Con el cuerpo tembloroso, Aiken acercó dos de sus dedos a las sienes del chico, al que no había visto con atención y tampoco quería hacerlo. No quería ver en sus sueños el rostro de alguien a quien había matado.

—¿No era en el cuello? —apuntó Jack con la cabeza ladeada—. En las viejas películas siempre hacían eso.

Aiken gruñó por lo bajo. ¿Por qué no lo hacía él si tenía por lo menos una pequeña idea? Con la poca dignidad que le quedaba, paseó sus dedos por el cuello ajeno con la esperanza de encontrar algo que le sirviera de ayuda, pero no había nada.

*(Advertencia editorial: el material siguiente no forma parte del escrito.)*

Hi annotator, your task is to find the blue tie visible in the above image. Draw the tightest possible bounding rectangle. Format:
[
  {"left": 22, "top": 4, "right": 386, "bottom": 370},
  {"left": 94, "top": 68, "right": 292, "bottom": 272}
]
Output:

Absolutamente nada.

—Prueba con su respiración. —Alentó Jack—. Solo acerca alguno de tus dedos a su nariz y si sientes…

—Tampoco soy estúpido —espetó pero hizo lo que le decía. Y entonces lo sintió, unas pequeñas cosquillas en sus dedos que le confirmaban su salvación—. ¡Sí respira! Como si estuviera dormido.

—¡Sigue vivo! —gritó emocionado. Qué bien. No tuvo que abandonar a Aiken—. ¿Ahora qué hacemos? ¿Deberíamos vestirlo?

Aiken se giró a mirar al desconocido, ahora dispuesto a observarlo con más cuidado. Lucía como alguien joven, incluso más que él, tal vez de la misma edad que Jack. Su cabello era castaño y caía como una pequeña cortina que le protegía parte de los ojos. Ahora que había dejado de lado la histeria, podía ver cómo su pecho se levantaba con una respiración acompasada.

Era demasiado delgado, al punto de que las costillas sobresalían de su abdomen, lo que sorprendió a Aiken, ya que no parecía tener ninguna herida seria además de algunos rasguños repartidos en todo su cuerpo.

Pero sin duda, fue su rostro lo que más lo fascinó: poseía unos rasgos demasiado hermosos como para ser un humano. Los labios agrietados, las mejillas hundidas y unas profundas ojeras que saltaban a la vista aún si tenía los ojos cerrados, no impedían el que pudiera encontrar un poco de atractivo en él.